| Reprodução |
![]() |
| Henrique Meirelles, o ministro da Fazenda do governo Temer |
O governo federal pedirá aval do Congresso Nacional para fechar 2016 com déficit primário de 170,5 bilhões de reais, anunciou o ministro da Fazenda, Henrique Meirelles, nesta sexta-feira (20).
Segundo Meirelles, o rombo fiscal embute frustração de receitas e o desbloqueio de 21,2 bilhões de reais em contingenciamentos anunciados na gestão da presidente afastada Dilma Rousseff, para possibilitar o pagamento de diversas dívidas e pagamentos atrasados.
Se a nova meta fiscal prevê a renegociação de dívidas de Estados junto à União, de outro, não considera eventual necessidade de capitalização da Eletrobras.

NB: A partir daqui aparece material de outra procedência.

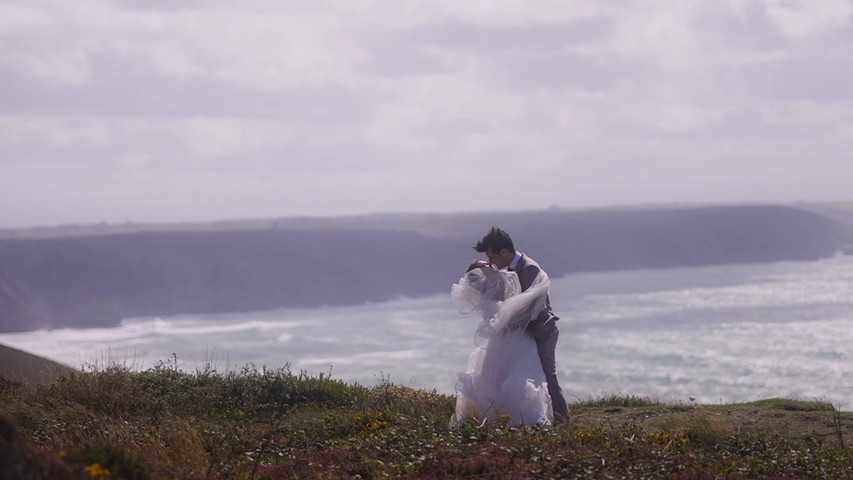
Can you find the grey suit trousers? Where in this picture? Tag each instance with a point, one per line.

Por outro lado, não prevê receitas com a CPMF.
"Vamos trabalhar para que número seja menor que esse e que haja espaço para números extraordinários que possam surgir", afirmou Meirelles, ressaltando que o objetivo não contempla medidas que estão sendo estudadas e que serão anunciadas em breve para melhorar as contas públicas.
Também presente na coletiva de imprensa, o ministro do Planejamento, Romero Jucá, afirmou que "a meta não é novela para ser feita em capítulos", e que o governo do presidente interino Michel Temer está apresentando esta cifra para não ter que revisá-la depois.
O alvo vigente de economia para pagamento de juros da dívida pública é de superávit de 24 bilhões de reais apenas para o governo central (governo federal, Banco Central e Previdência) o que, diante da forte recessão do país, ficou inatingível.
Para o setor público consolidado, que engloba também Estados, municípios e estatais, a meta ainda é de superávit primário de 30,6 bilhões de reais.
Na revisão apresentada nesta sexta, a equipe econômica apontou uma expectativa de superávit de 6,6 bilhões de reais para Estados e municípios este ano, levando a meta do setor público consolidado a um rombo de 163,9 bilhões de reais.
O déficit previsto é muito maior que o buraco de cerca de 96 bilhões de reais proposto em projeto de lei enviado ao Legislativo no fim de março pelo ex-ministro da Fazenda Nelson Barbosa.
Se confirmado, este será o pior resultado histórico das contas públicas brasileiras e o terceiro consecutivo no vermelho, ressaltando a deterioração fiscal do país em meio à recessão econômica. O déficit foi de 111,249 bilhões de reais em 2015 e de 32,536 bilhões de reais em 2014.
Para ter carta branca para o resultado, entretanto, o Legislativo ainda terá que aprovar a nova meta até o dia 30 de maio, em sessão conjunta no Congresso Nacional. Do contrário, o governo precisará fazer novo contingenciamento para se adequar à meta fiscal ainda em curso.
Durante a coletiva, Jucá disse estar confiante numa aprovação pelos parlamentares na próxima semana.
"O Congresso está consciente da dificuldade que o Brasil vive", afirmou.